O que amenizou o tombo gerado pelo coronavírus foi o avanço de serviços ligados à tecnologia. Essas atividades tiveram demanda aquecida no período de isolamento social.

Em outubro, o recuo foi disseminado no setor. Houve quedas em quatro das cinco atividades investigadas pelo IBGE. O destaque negativo veio de serviços de informação e comunicação (-1,6%).

“O segmento que mostrou o principal impacto negativo foi o de telecomunicações. Essa queda é explicada pelo reajuste nas tarifas de telefonia fixa, que avançaram 7,33% nesse mês. A pressão vinda dos preços acabou impactando o indicador de volume do subsetor [informação e comunicação]”, explica Lobo.

A atividade de outros serviços (-6,7%) também caiu em outubro. Segundo o IBGE, a atividade é muito heterogênea. Em outubro, foi impactada principalmente pela menor receita das empresas que atuam no processo de pós-colheita, fazendo o beneficiamento de produtos agrícolas. Houve ainda o impacto da queda de corretoras de títulos e valores mobiliários.

As outras duas atividades que recuaram dentro do setor de serviços foram serviços profissionais, administrativos e complementares (-1,8%) e transportes, armazenagem e correio (-0,3%).

Conforme Lobo, as perdas de serviços profissionais refletem as dificuldades da atividade econômica. Isso ocorre porque o ramo reúne muitas empresas que atendem o mercado corporativo, disse o analista.

“O ritmo da atividade econômica pode ser percebido em serviços profissionais, administrativos e complementares.”

Em transportes, um dos dados que chamaram atenção foi o recuo do transporte aéreo (-5,3%). Nesse caso, houve o efeito da inflação das passagens aéreas, de acordo com Lobo.

Entre as cinco atividades que compõem serviços, a única taxa positiva em outubro foi registrada por serviços prestados às famílias, que subiram 2,7%. Foi o sétimo avanço consecutivo. Nesse período, a alta acumulada foi de 57,3%.

Os serviços prestados às famílias envolvem os ramos de alojamento e alimentação. Apesar do avanço em outubro, a atividade ainda está 13,6% abaixo do pré-pandemia, a maior distância negativa da pesquisa. Ou seja, a retomada é incompleta até o momento.

Nesta terça, o IBGE também informou que, na comparação com outubro de 2020, o setor de serviços como um todo cresceu 7,5%.

No ano, o setor acumula alta de 11%. Em período maior, de 12 meses, o avanço foi de 8,2%.

Com o impulso da vacinação contra a Covid-19 e da reabertura da economia, os serviços de caráter presencial apostam em uma melhora dos negócios até o final do ano.

A recuperação, por outro lado, é ameaçada pelo cenário de escalada da inflação, juros mais altos e dificuldades no mercado de trabalho. Em conjunto, esses fatores abalam o poder de compra das famílias.

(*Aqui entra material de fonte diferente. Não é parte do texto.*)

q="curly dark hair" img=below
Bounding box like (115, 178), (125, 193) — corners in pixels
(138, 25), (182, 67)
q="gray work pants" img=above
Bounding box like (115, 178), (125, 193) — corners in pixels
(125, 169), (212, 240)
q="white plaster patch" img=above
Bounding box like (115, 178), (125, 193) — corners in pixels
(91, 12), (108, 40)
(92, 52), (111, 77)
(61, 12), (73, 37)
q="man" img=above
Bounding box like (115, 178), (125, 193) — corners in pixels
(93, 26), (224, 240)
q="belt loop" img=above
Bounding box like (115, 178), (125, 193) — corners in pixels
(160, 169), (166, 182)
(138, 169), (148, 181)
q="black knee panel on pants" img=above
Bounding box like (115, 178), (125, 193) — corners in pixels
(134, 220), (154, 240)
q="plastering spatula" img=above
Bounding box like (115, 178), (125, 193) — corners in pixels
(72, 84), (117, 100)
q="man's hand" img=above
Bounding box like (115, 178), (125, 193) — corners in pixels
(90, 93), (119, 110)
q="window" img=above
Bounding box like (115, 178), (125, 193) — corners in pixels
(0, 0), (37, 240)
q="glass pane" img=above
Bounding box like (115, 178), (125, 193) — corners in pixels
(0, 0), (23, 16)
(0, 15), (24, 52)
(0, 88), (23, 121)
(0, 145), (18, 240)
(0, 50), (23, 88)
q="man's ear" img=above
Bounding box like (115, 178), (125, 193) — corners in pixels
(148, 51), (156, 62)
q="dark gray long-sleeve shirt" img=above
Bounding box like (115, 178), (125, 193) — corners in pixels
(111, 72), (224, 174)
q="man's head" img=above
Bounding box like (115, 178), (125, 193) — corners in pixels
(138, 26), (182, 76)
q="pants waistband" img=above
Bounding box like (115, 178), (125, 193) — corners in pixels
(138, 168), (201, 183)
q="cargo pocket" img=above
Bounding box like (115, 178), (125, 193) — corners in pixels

Antes de divulgar o desempenho de serviços, o IBGE apresentou outros dois indicadores setoriais referentes a outubro: produção industrial e vendas do varejo. Ambos ficaram no vermelho.

A produção das fábricas recuou 0,6% em outubro, a quinta baixa consecutiva. Já o comércio encolheu 0,1% no mesmo mês, o terceiro recuo em sequência.